HRAC-USP/Centrinho - Hospital de Reabilitação de Anomalias Craniofaciais - Bauru (SP) — Prova 2024

Enunciado

Paciente de 30 anos, admitido após colisão entre motocicleta e automóvel, com queixa de dor abdominal. Apresenta-se hemodinamicamente estável. A tomografia com contraste evidencia lesão esplênica grau III com moderado hemoperitônio e sinais de extravasamento de contraste. Assinale a conduta mais adequada no momento.

Alternativas

  1. A) Laparoscopia.
  2. B) Laparotomia.
  3. C) Expectante.
  4. D) Angioembolização.
  5. E) Ringer lactato 30 mL/kg aquecido.

Pérola Clínica

Lesão esplênica com extravasamento de contraste em paciente estável → Angioembolização é a conduta de escolha.

Resumo-Chave

Em pacientes com trauma esplênico e extravasamento de contraste na TC, mesmo estáveis, há alto risco de sangramento contínuo. A angioembolização é a conduta preferencial para controlar o sangramento e preservar o baço, evitando a laparotomia.

Contexto Educacional

O trauma esplênico é uma das lesões de órgão sólido mais comuns em traumas abdominais fechados, especialmente em acidentes automobilísticos e quedas. A importância clínica reside na sua capacidade de causar hemorragia significativa, que pode ser fatal se não for rapidamente controlada. A avaliação inicial e a estratificação do risco são cruciais para determinar a melhor abordagem terapêutica, visando a preservação do órgão sempre que possível. O diagnóstico é frequentemente realizado por tomografia computadorizada com contraste, que permite graduar a lesão e identificar sinais de sangramento ativo, como o extravasamento de contraste.
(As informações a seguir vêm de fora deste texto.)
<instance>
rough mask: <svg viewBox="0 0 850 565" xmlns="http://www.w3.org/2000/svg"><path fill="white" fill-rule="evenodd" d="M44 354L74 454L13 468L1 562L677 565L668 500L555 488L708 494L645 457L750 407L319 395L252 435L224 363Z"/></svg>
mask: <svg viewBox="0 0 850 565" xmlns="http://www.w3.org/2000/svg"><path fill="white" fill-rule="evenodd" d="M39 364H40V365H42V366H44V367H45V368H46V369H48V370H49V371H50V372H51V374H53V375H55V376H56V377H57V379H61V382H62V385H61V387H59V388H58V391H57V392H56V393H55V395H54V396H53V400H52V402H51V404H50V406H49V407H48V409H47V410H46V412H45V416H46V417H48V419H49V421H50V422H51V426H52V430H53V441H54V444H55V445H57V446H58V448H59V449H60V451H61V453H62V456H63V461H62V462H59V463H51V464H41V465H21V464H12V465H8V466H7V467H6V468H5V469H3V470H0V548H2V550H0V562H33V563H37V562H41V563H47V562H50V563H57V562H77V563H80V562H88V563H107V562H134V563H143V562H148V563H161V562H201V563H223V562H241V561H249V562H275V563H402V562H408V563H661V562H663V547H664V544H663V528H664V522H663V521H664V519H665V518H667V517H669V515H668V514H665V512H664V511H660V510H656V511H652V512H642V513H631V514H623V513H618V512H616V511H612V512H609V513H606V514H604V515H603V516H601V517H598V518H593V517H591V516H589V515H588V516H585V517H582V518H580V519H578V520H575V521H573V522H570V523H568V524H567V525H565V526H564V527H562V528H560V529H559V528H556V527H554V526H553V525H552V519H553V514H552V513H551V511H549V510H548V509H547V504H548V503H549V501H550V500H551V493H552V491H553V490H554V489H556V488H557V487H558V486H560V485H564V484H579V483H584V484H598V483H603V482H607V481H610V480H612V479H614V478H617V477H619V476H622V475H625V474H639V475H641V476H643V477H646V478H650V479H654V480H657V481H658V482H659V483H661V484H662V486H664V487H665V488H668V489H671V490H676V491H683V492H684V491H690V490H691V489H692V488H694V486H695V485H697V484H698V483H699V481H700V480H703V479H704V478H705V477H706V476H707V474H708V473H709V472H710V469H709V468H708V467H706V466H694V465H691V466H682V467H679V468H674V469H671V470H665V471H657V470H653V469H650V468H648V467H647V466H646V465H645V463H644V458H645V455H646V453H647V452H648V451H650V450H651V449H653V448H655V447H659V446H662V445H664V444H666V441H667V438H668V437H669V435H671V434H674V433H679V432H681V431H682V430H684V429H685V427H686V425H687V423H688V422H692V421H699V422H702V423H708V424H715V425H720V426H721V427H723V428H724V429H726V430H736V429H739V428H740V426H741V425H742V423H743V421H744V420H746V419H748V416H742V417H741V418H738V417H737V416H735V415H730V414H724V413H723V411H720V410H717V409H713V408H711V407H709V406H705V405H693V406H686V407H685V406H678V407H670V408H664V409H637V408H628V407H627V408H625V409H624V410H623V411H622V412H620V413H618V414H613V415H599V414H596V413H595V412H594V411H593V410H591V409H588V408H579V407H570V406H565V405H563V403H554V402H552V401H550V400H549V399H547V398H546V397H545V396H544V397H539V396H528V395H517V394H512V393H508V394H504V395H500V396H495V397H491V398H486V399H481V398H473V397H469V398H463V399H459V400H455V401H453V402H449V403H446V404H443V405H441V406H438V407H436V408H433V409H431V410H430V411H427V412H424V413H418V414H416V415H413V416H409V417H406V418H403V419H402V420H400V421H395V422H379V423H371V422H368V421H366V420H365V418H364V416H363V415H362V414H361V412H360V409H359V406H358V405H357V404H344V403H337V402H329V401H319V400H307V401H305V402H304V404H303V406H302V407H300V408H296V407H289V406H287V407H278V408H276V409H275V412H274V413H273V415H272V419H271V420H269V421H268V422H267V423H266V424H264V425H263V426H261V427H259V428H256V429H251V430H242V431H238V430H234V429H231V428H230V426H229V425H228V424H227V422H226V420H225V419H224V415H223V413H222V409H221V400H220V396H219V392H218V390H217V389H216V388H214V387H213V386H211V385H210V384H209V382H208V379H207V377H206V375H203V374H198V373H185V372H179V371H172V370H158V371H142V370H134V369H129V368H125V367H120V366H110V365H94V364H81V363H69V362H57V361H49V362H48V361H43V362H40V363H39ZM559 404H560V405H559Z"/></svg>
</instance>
A presença de extravasamento de contraste é um preditor independente de falha do manejo não operatório e indica a necessidade de intervenção para controle do sangramento, mesmo em pacientes inicialmente hemodinamicamente estáveis. A estabilidade hemodinâmica é o pilar para a decisão de manejo não operatório. A angioembolização é a conduta de escolha para pacientes hemodinamicamente estáveis com lesões esplênicas de alto grau ou evidência de sangramento ativo (extravasamento de contraste). Este procedimento minimamente invasivo oclui seletivamente os vasos sangrantes, controlando a hemorragia e aumentando as chances de sucesso do manejo não operatório, preservando o baço e suas funções imunológicas. A laparotomia é reservada para instabilidade hemodinâmica persistente ou falha da angioembolização.

Perguntas Frequentes

Quais são os critérios para angioembolização em trauma esplênico?

A angioembolização é indicada em pacientes hemodinamicamente estáveis com lesões esplênicas de alto grau (III-V), pseudoaneurismas, fístulas arteriovenosas ou extravasamento de contraste na tomografia.

Por que a angioembolização é preferível à cirurgia em casos selecionados de trauma esplênico?

A angioembolização é um procedimento minimamente invasivo que permite controlar o sangramento ativo, preservar o baço e suas funções imunológicas, e reduzir a morbidade associada à esplenectomia ou laparotomia.

Quando o manejo não operatório do trauma esplênico é contraindicado?

O manejo não operatório é contraindicado em pacientes com instabilidade hemodinâmica persistente, peritonite difusa, lesão de víscera oca associada ou falha do manejo não operatório inicial.